I showed him two of the wallet-sized pictures of Vangie. "Do I know her? Oh, yes, of course. It is Mrs. Griffin. Mrs. Walter Griffin. She has sailed with us... five times, perhaps six. Over two seasons."
"Can you describe her husband?"
"Oh, yes, of course. A large man, brown, very strong-looking. A large jaw, small mouth."
"Have they acted unusual in any way?"
"I would say no, not really. Always the best accommodations, an outside room on the Lounge Deck. Quiet people. Stay to themselves. A table for two they must have. They do not join in the fun, you know? The poor woman, she cannot take the sunshine, so I wonder why she does go on cruises. He would spend much time in the sun. They are generous with tipping. Is there trouble? Perhaps she is the wife of some other person. Believe me, I could not make any statement about such a thing. We cannot get involved in a thing of that kind. It is not our affair."

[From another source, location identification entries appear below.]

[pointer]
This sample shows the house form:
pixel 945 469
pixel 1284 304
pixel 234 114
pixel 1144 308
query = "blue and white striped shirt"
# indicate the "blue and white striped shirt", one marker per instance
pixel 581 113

"I am not going to ask for a statement."
"There is nothing more I could tell you. I hope I have helped you. Oh, one thing. They have always taken our shorter cruises."
"Where is the Monica D. now?"
"On her last Caribbean cruise of this season. We have had our last. Tonight we sail for Italy, perform Mediterranean cruises, and return in late November. The Monica D. will join us in the Mediterranean." He took out a thick black wallet, leafed through some cards, handed me one. "This, sir, is the cruise schedule of both vessels this season. Could you now excuse me, please?"